Guerra, así, daba pie a Eduardo Rivero —el Oggún más hermoso del folklore cubano—, para que
con su idealización comenzara la indagación poética; con aquel minimalismo no
sólo escenográfico sino incluso figurativo, con el que sus bailarines emulaban
figuras griegas en estelas egipcias. Obviamente, nada de aquello era africano,
tampoco Cuba es africana, como no lo es la negritud cubana, que en África sólo
tiene el origen pero no la realidad; de ahí que como los oráculos chinos del
I-Ching —más propiamente que los de Ifá— se tratara de formas en la que
abstraer las dinámicas en que se realiza esto real. Sólo el amor y no esta
misma necesidad llevaría a Danza contemporánea de Cuba a recuperar este repertorio,
tan mítico como su materia dramática; y por ello los resultados variarían, con versiones
más cercanas a la teatralidad del güimelere que a la reflexividad del teatro.
Por supuesto, la Oshún que baila la última
versión del Okantomí recrea el
fenómeno religioso y no la formalidad del mito; su búsqueda, igual de teatral,
tiene un sentido no exactamente artístico sino estrictamente antropológico.

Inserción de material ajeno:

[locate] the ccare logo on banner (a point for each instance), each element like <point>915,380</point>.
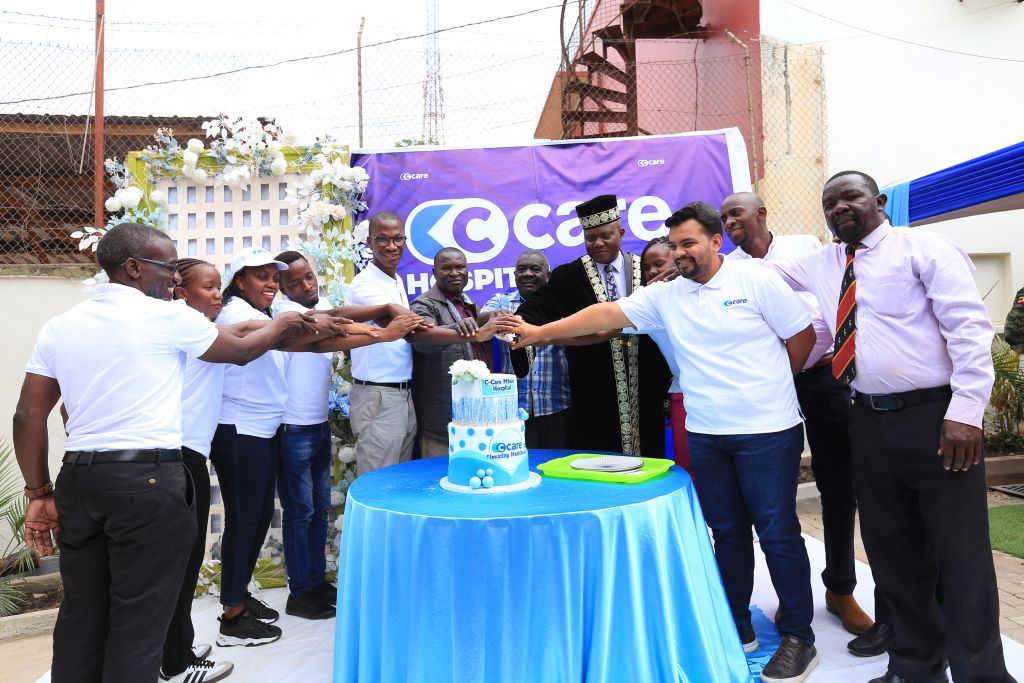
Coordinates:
<point>487,229</point>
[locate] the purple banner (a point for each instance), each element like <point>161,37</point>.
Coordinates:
<point>495,203</point>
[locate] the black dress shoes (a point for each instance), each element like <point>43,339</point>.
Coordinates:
<point>895,678</point>
<point>872,642</point>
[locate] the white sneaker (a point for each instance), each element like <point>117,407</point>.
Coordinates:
<point>202,671</point>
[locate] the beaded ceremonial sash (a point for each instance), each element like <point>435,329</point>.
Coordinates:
<point>624,363</point>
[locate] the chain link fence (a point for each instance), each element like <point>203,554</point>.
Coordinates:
<point>494,88</point>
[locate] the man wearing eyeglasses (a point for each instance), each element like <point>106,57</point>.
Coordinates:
<point>380,406</point>
<point>123,503</point>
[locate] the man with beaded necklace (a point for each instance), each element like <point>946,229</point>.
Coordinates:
<point>617,381</point>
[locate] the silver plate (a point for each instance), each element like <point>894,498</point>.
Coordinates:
<point>608,464</point>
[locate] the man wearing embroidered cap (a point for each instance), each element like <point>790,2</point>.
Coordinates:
<point>617,382</point>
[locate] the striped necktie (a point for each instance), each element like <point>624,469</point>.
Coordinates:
<point>845,363</point>
<point>610,287</point>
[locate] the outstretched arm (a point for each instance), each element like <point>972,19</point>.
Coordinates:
<point>39,395</point>
<point>597,317</point>
<point>799,346</point>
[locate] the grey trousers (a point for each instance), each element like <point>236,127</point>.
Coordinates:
<point>384,424</point>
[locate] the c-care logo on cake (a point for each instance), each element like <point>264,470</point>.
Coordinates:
<point>498,385</point>
<point>486,435</point>
<point>508,449</point>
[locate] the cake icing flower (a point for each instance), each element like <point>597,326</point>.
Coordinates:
<point>467,371</point>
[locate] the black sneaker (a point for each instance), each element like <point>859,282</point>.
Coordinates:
<point>327,592</point>
<point>246,630</point>
<point>309,606</point>
<point>260,609</point>
<point>792,663</point>
<point>201,671</point>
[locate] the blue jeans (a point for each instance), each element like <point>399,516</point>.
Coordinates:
<point>304,488</point>
<point>752,478</point>
<point>247,469</point>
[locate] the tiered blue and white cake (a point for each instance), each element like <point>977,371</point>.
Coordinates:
<point>486,435</point>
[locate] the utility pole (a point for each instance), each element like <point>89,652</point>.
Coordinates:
<point>98,172</point>
<point>358,72</point>
<point>433,93</point>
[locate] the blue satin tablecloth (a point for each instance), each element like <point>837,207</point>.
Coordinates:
<point>571,581</point>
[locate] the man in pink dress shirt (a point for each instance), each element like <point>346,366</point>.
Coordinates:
<point>923,378</point>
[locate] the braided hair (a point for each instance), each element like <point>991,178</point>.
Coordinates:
<point>186,269</point>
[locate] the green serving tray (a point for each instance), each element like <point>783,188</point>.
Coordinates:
<point>560,467</point>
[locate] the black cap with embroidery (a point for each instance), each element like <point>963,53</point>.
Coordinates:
<point>599,211</point>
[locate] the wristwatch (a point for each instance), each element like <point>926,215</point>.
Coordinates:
<point>39,492</point>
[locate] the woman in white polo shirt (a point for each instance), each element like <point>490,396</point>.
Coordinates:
<point>245,452</point>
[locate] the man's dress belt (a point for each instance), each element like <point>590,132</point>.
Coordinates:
<point>887,402</point>
<point>123,456</point>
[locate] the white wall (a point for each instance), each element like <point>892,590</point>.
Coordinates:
<point>898,111</point>
<point>28,303</point>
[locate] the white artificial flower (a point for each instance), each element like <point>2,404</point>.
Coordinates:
<point>468,369</point>
<point>361,230</point>
<point>130,197</point>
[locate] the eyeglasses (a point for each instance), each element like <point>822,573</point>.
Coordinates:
<point>381,241</point>
<point>172,267</point>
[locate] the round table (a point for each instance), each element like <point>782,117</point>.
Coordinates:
<point>571,581</point>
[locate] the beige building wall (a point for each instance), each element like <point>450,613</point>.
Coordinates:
<point>793,150</point>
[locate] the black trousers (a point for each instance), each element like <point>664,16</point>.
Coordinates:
<point>177,648</point>
<point>922,525</point>
<point>549,431</point>
<point>825,404</point>
<point>125,534</point>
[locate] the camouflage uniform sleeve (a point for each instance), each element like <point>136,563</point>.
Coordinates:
<point>1014,330</point>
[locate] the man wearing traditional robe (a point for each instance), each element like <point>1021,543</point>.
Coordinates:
<point>619,384</point>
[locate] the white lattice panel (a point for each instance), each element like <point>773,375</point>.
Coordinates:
<point>213,222</point>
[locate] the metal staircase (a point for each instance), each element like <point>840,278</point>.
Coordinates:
<point>600,91</point>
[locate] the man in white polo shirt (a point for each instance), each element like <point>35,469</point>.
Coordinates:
<point>380,404</point>
<point>122,504</point>
<point>738,334</point>
<point>825,404</point>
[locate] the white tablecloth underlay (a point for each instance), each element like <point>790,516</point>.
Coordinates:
<point>304,652</point>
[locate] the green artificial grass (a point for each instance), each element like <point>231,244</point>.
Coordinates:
<point>1007,528</point>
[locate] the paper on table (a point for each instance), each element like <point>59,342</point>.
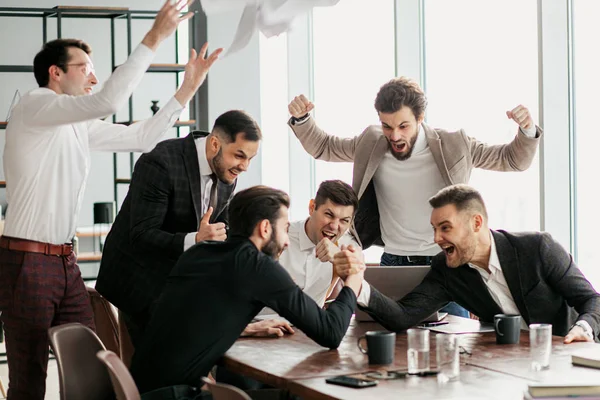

Lo
mismo puede decirse de la última versión de Sulkary
—ambas en Youtube con fecha del 2014—, y así con todo aquello que sea una reproducción;
porque la necesidad de la recreación no es nunca la misma de la versión
original, que es puramente reflexiva. Queda entonces la gloria de haber visto
aquellas versiones originales, que teatro al fin están sujetas a la puntualidad
de la representación efímera; como los mandalas, que despliegan la belleza para
que desaparezca en el cumplimiento de esa su naturaleza.
Es también, la evocación en el recuerdo de
espíritus poéticos como aquel de Eduardo Rivero (epd. 2012) y Ramiro
Guerra; que como titanes de una raza ajena tuvieron el corazón bastante grande
como trabajar en las yuxtaposiciones que armaron al Ser nacional. Para siempre
y gracias a ellos, la década terrible fue también de una transición gloriosa,
como un sacrificio bestial con el que se diera pie a una nueva evolución;
quizás perdida en el esfuerzo mismo, pero por siempre real en su propia
consistencia, como un último verso con el que late el corazón.